Did a little drifting with CT and Archersfin 
Saturday on Conroe. We were testing some rigs and different spots.
I was able to land my PB Flat Head a nice 26 pounder.
We also boated a few eaters to 9 lbs. . It sure was nice fishing without sweating.


----------



## Ducktracker (Aug 1, 2011)

WTG Guys 


Good fishing to all!


----------



## SKs Crappie Fishing (Mar 24, 2008)

Nice catchn.....

Did ya'll put that crappie eater back?


----------



## O&G-HAND (Nov 27, 2017)

silentkilla said:


> Nice catchn.....
> 
> Did ya'll put that crappie eater back?


I would have ate him 1st! Specially his belly meat!!!
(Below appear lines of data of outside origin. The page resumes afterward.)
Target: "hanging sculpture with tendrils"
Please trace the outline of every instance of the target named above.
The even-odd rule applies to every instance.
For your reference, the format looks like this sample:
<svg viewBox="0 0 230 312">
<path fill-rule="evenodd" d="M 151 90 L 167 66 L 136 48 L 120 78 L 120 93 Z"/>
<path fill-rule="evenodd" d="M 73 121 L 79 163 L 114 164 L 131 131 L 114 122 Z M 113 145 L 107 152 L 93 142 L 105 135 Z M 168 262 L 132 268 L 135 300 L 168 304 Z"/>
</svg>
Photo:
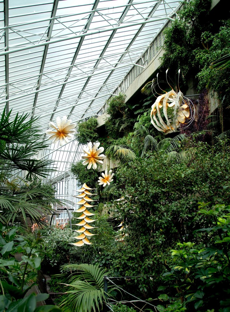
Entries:
<svg viewBox="0 0 230 312">
<path fill-rule="evenodd" d="M 171 90 L 166 92 L 160 87 L 157 74 L 157 85 L 165 93 L 157 97 L 152 106 L 150 115 L 151 122 L 156 129 L 166 134 L 178 131 L 181 124 L 186 124 L 183 129 L 187 128 L 193 121 L 195 115 L 195 108 L 192 101 L 184 96 L 179 88 L 179 92 L 176 93 L 169 83 L 167 77 L 168 71 L 166 71 L 166 80 Z M 179 70 L 179 75 L 180 71 Z M 178 76 L 178 82 L 179 79 Z M 151 87 L 153 93 L 154 93 L 153 89 L 157 93 L 154 88 L 153 80 Z"/>
</svg>

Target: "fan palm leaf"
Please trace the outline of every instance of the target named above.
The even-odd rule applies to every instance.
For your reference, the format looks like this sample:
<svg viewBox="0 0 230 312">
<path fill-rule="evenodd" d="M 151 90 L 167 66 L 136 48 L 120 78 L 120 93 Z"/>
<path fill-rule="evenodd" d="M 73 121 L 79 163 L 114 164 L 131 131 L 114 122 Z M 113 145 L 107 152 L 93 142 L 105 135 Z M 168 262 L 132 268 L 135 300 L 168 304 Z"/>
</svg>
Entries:
<svg viewBox="0 0 230 312">
<path fill-rule="evenodd" d="M 109 157 L 116 157 L 120 161 L 128 159 L 133 160 L 137 158 L 135 153 L 128 147 L 124 145 L 112 145 L 106 150 Z"/>
<path fill-rule="evenodd" d="M 107 300 L 107 296 L 114 289 L 109 287 L 108 293 L 105 293 L 104 277 L 106 271 L 99 264 L 66 265 L 62 266 L 62 270 L 63 274 L 57 276 L 67 278 L 69 283 L 65 285 L 70 288 L 65 293 L 67 297 L 61 303 L 64 309 L 78 312 L 100 311 L 103 302 Z"/>
</svg>

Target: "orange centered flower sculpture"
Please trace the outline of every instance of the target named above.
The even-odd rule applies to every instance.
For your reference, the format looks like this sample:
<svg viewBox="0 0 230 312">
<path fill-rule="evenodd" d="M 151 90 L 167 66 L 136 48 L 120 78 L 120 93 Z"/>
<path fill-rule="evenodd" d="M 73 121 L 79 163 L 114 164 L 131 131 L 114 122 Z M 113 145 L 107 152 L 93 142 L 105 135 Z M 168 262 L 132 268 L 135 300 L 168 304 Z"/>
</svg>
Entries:
<svg viewBox="0 0 230 312">
<path fill-rule="evenodd" d="M 51 136 L 49 138 L 50 140 L 53 140 L 54 144 L 59 141 L 59 145 L 62 146 L 65 143 L 69 143 L 69 139 L 71 139 L 73 137 L 72 135 L 76 132 L 74 128 L 76 124 L 72 124 L 70 119 L 67 120 L 67 116 L 64 116 L 61 120 L 59 117 L 56 119 L 57 127 L 56 127 L 53 122 L 49 123 L 49 126 L 54 129 L 51 131 L 48 130 L 46 133 Z"/>
<path fill-rule="evenodd" d="M 76 203 L 77 205 L 82 205 L 81 207 L 76 210 L 76 212 L 82 213 L 81 215 L 77 218 L 73 217 L 75 219 L 77 219 L 80 220 L 80 222 L 74 225 L 78 225 L 81 227 L 79 230 L 74 230 L 75 232 L 77 232 L 78 233 L 80 234 L 80 235 L 78 236 L 75 236 L 74 238 L 79 240 L 76 243 L 70 243 L 72 245 L 74 246 L 80 246 L 86 244 L 87 245 L 90 245 L 92 244 L 88 239 L 88 237 L 89 237 L 90 236 L 93 236 L 95 234 L 92 234 L 89 232 L 88 230 L 91 229 L 94 229 L 95 227 L 91 226 L 89 223 L 91 223 L 95 221 L 93 219 L 90 219 L 89 217 L 91 216 L 93 216 L 95 214 L 95 213 L 92 213 L 90 212 L 88 210 L 87 208 L 90 208 L 92 207 L 94 207 L 95 206 L 90 205 L 87 202 L 95 201 L 93 199 L 91 199 L 88 197 L 88 196 L 92 196 L 93 195 L 96 195 L 96 194 L 92 194 L 89 191 L 92 190 L 95 190 L 95 188 L 90 188 L 87 186 L 85 183 L 83 184 L 82 187 L 79 190 L 78 190 L 76 191 L 80 193 L 79 195 L 74 196 L 74 197 L 76 197 L 79 198 L 81 200 L 78 202 Z"/>
<path fill-rule="evenodd" d="M 111 169 L 110 170 L 109 173 L 108 173 L 108 170 L 106 169 L 105 172 L 105 173 L 101 173 L 101 175 L 102 176 L 100 177 L 99 180 L 97 181 L 99 182 L 100 185 L 101 185 L 102 184 L 103 187 L 105 186 L 106 184 L 109 185 L 110 184 L 110 182 L 113 181 L 113 179 L 112 178 L 113 177 L 114 174 L 112 173 L 111 173 L 112 170 Z"/>
<path fill-rule="evenodd" d="M 87 151 L 84 149 L 83 149 L 86 155 L 85 154 L 84 156 L 82 156 L 81 158 L 82 159 L 86 160 L 84 161 L 82 163 L 84 166 L 87 165 L 87 163 L 88 164 L 87 167 L 87 169 L 90 169 L 92 165 L 93 168 L 96 169 L 97 163 L 101 164 L 103 163 L 103 161 L 102 159 L 105 158 L 105 155 L 102 154 L 99 156 L 99 154 L 100 153 L 102 153 L 103 151 L 104 148 L 100 147 L 97 149 L 100 143 L 98 142 L 92 148 L 92 143 L 89 142 L 88 144 L 88 147 L 89 151 Z"/>
<path fill-rule="evenodd" d="M 167 70 L 166 80 L 167 71 Z M 153 82 L 152 87 L 154 87 Z M 166 134 L 178 131 L 181 124 L 188 127 L 194 119 L 195 107 L 192 102 L 184 97 L 180 90 L 177 93 L 172 88 L 168 92 L 165 92 L 165 94 L 157 98 L 152 105 L 150 117 L 151 122 L 156 129 Z M 183 126 L 183 129 L 185 128 Z"/>
</svg>

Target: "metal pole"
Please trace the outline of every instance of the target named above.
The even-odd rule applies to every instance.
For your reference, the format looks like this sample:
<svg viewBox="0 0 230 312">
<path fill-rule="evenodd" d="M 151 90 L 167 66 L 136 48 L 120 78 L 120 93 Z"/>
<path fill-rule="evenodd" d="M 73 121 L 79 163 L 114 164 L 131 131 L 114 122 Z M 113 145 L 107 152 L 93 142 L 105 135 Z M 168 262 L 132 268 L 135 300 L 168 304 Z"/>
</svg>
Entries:
<svg viewBox="0 0 230 312">
<path fill-rule="evenodd" d="M 106 304 L 106 301 L 107 297 L 107 293 L 108 292 L 108 277 L 107 275 L 105 275 L 103 277 L 103 279 L 104 280 L 104 286 L 103 287 L 103 289 L 104 292 L 105 293 L 105 302 L 103 303 L 102 306 L 102 310 L 103 312 L 108 312 L 109 311 L 108 307 Z"/>
</svg>

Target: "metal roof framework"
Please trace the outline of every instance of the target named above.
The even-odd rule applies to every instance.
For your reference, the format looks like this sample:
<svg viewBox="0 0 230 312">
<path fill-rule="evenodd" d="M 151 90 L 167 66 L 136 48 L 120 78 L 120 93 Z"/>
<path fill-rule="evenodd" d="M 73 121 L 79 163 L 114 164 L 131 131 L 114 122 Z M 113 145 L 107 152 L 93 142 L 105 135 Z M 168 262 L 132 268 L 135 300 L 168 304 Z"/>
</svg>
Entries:
<svg viewBox="0 0 230 312">
<path fill-rule="evenodd" d="M 96 115 L 149 47 L 178 0 L 0 0 L 0 111 L 67 115 L 77 123 Z M 38 157 L 59 173 L 82 146 L 51 144 Z M 55 178 L 52 173 L 49 178 Z"/>
</svg>

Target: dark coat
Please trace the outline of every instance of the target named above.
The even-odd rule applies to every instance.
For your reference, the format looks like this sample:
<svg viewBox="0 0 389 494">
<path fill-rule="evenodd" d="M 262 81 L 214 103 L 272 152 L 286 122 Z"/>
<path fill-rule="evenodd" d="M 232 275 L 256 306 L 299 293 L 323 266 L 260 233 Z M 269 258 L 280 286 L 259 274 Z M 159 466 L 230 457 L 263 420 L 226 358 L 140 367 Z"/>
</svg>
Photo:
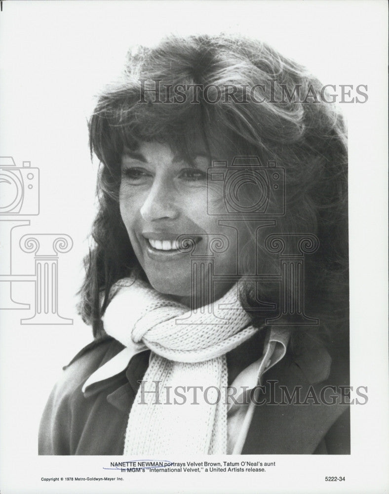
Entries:
<svg viewBox="0 0 389 494">
<path fill-rule="evenodd" d="M 91 374 L 123 348 L 106 337 L 83 349 L 65 368 L 41 418 L 39 454 L 122 455 L 128 414 L 149 363 L 149 351 L 135 355 L 127 369 L 89 386 Z M 265 374 L 266 384 L 250 426 L 242 454 L 349 454 L 350 409 L 337 403 L 313 404 L 326 383 L 312 384 L 301 363 L 288 354 Z M 306 404 L 282 401 L 296 386 Z M 310 387 L 310 386 L 311 386 Z M 272 387 L 274 392 L 271 395 Z M 310 394 L 309 394 L 310 393 Z M 307 396 L 312 397 L 306 400 Z M 285 402 L 284 397 L 284 402 Z"/>
</svg>

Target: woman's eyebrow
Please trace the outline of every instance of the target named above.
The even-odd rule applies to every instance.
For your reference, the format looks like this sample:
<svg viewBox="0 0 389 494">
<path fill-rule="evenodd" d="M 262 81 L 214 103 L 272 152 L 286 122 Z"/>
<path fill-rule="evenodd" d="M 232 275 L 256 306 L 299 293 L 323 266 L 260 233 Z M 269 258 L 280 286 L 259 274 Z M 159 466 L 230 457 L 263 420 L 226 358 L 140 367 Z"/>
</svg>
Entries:
<svg viewBox="0 0 389 494">
<path fill-rule="evenodd" d="M 122 157 L 123 158 L 129 158 L 132 160 L 137 160 L 138 161 L 141 161 L 143 163 L 147 163 L 147 160 L 141 153 L 137 153 L 136 151 L 131 151 L 126 150 L 123 152 Z"/>
</svg>

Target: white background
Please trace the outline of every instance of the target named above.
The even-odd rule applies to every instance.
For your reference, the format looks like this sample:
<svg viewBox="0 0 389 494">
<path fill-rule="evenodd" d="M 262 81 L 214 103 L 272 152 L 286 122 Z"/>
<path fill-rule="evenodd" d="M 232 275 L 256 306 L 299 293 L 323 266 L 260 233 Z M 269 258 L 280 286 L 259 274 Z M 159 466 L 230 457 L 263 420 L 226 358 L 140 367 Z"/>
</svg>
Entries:
<svg viewBox="0 0 389 494">
<path fill-rule="evenodd" d="M 40 212 L 15 232 L 20 270 L 14 266 L 14 272 L 34 269 L 32 254 L 20 257 L 18 235 L 65 233 L 74 241 L 59 262 L 59 313 L 73 318 L 73 326 L 22 326 L 20 319 L 33 311 L 0 312 L 3 494 L 389 492 L 387 13 L 386 2 L 374 1 L 3 2 L 0 155 L 13 157 L 18 166 L 31 161 L 40 173 Z M 127 474 L 126 481 L 110 486 L 43 484 L 42 476 L 104 476 L 102 466 L 112 459 L 37 455 L 39 421 L 50 390 L 62 366 L 91 339 L 76 314 L 74 294 L 94 213 L 97 166 L 90 161 L 86 125 L 92 97 L 115 79 L 130 45 L 172 32 L 221 31 L 267 41 L 323 84 L 368 85 L 366 103 L 341 105 L 349 126 L 350 384 L 367 386 L 369 396 L 367 405 L 351 407 L 352 453 L 269 457 L 276 467 L 252 478 Z M 33 284 L 18 285 L 18 301 L 33 304 Z M 327 475 L 347 480 L 329 485 Z"/>
</svg>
Sent from my iPhone using Tapatalk


----------



## SwampRat (Jul 30, 2004)

Great job....


----------



## RAYSOR (Apr 26, 2007)

Great pics, congrats on the flathead.


----------



## Gofish2day (May 9, 2006)

Great job on the flathead! Conroe provides good clean cats.


----------



## Little Mac (Apr 29, 2015)

Awesome 


Sent from my iPhone using Tapatalk


----------



## 2catsfishin (Jun 27, 2010)

WoW!! very nice..


----------



## Mattsfishin (Aug 23, 2009)

good report. I would have ate that op. Usually release all big cats but that op would have been ate.


----------



## McSpoon (May 18, 2016)

Sweet


Sent from my iPhone using Tapatalk


----------



## firedog4$ (Aug 24, 2004)

Nice catch guys. You three are solid catfishermen. Best wishes to you all.


----------



## shadslinger (Aug 21, 2005)

Mighty fine catch!


Sent from my iPhone using Tapatalk


----------



## fishinganimal (Mar 30, 2006)

Wtg db


----------



## Northern fisherman (Sep 16, 2014)

Nice going DB!


Sent from my iPhone using Tapatalk


----------



## shadslinger (Aug 21, 2005)

I heard y'all were at again today?


----------



## Dirt Daddy (Sep 11, 2004)

That's a fine mess O cats Men. good job !!


----------



## coup de grace (Aug 7, 2010)

Yes sir.


----------